While it is a surprise, it is not all that shocking. Pope Benedict has long expressed his disinterest in following his predecessor’s path of prolonged suffering while in a very demanding office (and the conflict that developed in the Vatican in the absence of an attentive pope). Clearly, this should not be seen as an insult to Blessed John Paul II. The late pope witnessed to suffering and vulnerability in a way that inspired many people around the world. But that was not the ideal situation for a person or the church.

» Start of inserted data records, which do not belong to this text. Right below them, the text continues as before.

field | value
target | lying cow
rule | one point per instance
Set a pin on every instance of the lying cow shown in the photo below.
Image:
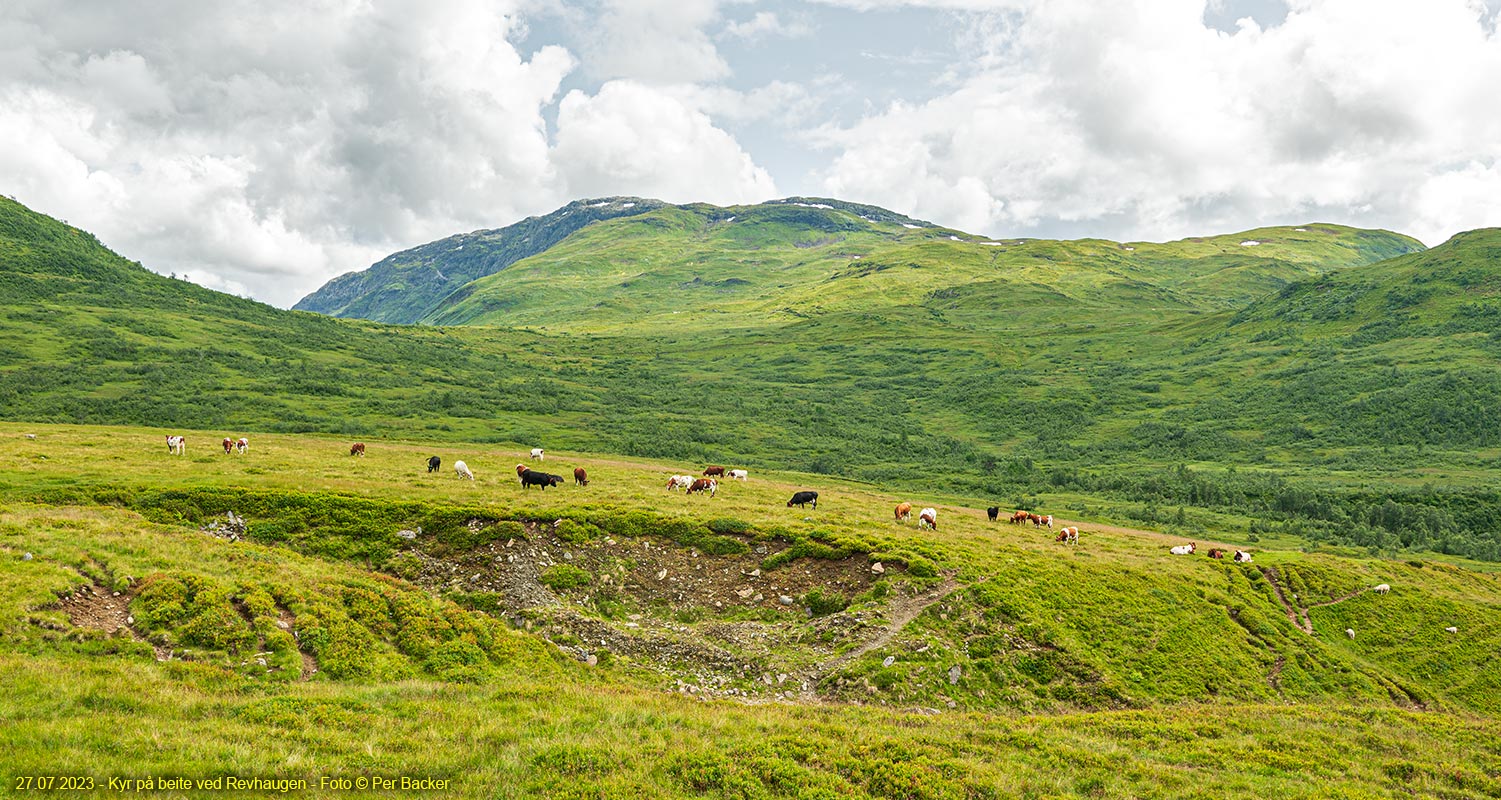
(803, 499)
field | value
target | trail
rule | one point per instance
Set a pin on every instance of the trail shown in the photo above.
(899, 613)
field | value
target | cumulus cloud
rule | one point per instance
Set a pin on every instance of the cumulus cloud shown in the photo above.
(1135, 119)
(635, 138)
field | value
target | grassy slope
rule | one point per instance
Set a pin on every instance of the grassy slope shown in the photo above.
(1045, 640)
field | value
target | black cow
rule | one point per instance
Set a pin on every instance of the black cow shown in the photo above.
(803, 497)
(536, 478)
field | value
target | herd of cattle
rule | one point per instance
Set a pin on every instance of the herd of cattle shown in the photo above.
(709, 484)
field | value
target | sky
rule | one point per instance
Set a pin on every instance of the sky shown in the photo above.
(266, 152)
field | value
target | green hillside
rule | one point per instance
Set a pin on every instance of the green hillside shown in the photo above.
(409, 285)
(1168, 415)
(323, 643)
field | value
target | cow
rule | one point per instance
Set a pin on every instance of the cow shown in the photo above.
(538, 478)
(802, 499)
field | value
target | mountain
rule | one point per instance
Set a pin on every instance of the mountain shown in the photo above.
(407, 285)
(707, 267)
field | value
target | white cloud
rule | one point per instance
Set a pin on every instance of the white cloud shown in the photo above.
(635, 138)
(1134, 119)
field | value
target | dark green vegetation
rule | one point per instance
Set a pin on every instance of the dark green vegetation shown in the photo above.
(1306, 386)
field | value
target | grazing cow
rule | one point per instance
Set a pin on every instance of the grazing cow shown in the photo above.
(538, 478)
(802, 499)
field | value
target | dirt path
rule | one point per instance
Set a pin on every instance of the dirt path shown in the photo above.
(899, 614)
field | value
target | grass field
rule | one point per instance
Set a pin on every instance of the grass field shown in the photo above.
(1108, 670)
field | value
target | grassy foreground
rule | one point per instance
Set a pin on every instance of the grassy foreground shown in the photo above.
(1126, 673)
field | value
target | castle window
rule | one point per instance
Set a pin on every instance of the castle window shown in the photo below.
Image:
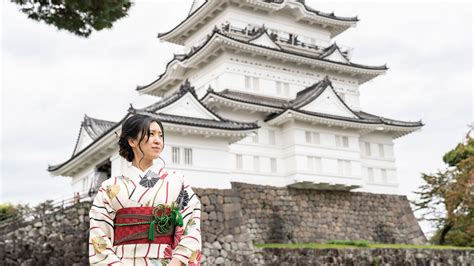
(238, 161)
(312, 137)
(381, 151)
(273, 165)
(384, 175)
(256, 163)
(188, 156)
(342, 141)
(314, 164)
(370, 172)
(367, 149)
(271, 137)
(252, 83)
(175, 159)
(344, 167)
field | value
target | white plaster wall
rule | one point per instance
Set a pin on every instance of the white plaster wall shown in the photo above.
(84, 141)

As the pope reflects in his resignation letter, the task of being pope is demanding and it is a ministry that is needed in our world (although this could be easier with more delegation and power distribution). In this action, the pope follows the example of Fr. Peter-Hans Kolvenbach, S.J. who surprised many by resigning as superior of the Jesuits in 2008 for similar reasons—only the second “black pope” to resign in office. In his official message, the pope explains:
I am well aware that this ministry, due to its essential spiritual nature, must be carried out not only with words and deeds, but no less with prayer and suffering. However, in today’s world, subject to so many rapid changes and shaken by questions of deep relevance for the life of faith, in order to govern the bark of Saint Peter and proclaim the Gospel, both strength of mind and body are necessary, strength which in the last few months, has deteriorated in me to the extent that I have had to recognise my incapacity to adequately fulfill the ministry entrusted to me.
Again, Benedict XVI has proven to be a pope of surprises. The pope that many claimed would bring the church to a pre-Vatican II church has surprised both conservatives and liberals with his generally pragmatic approach. The pope that many claimed would not engage crowds, enlivened groups in Africa, Middle East, Europe, Australia, and the Americas.
In some ways, Benedict resembles John XXIII in his quite, yet surprising leadership style. (I know that this is provocative to say). But perhaps this is part of the charism of being pope. The Holy Spirit is nothing less than a spirit of surprises. And in the end, life and the church would be much more boring without it.
One should praise the pope for the courage and humility to know his own limits and to put the concerns of the church above his own. As we approach Lent, what are our own limits?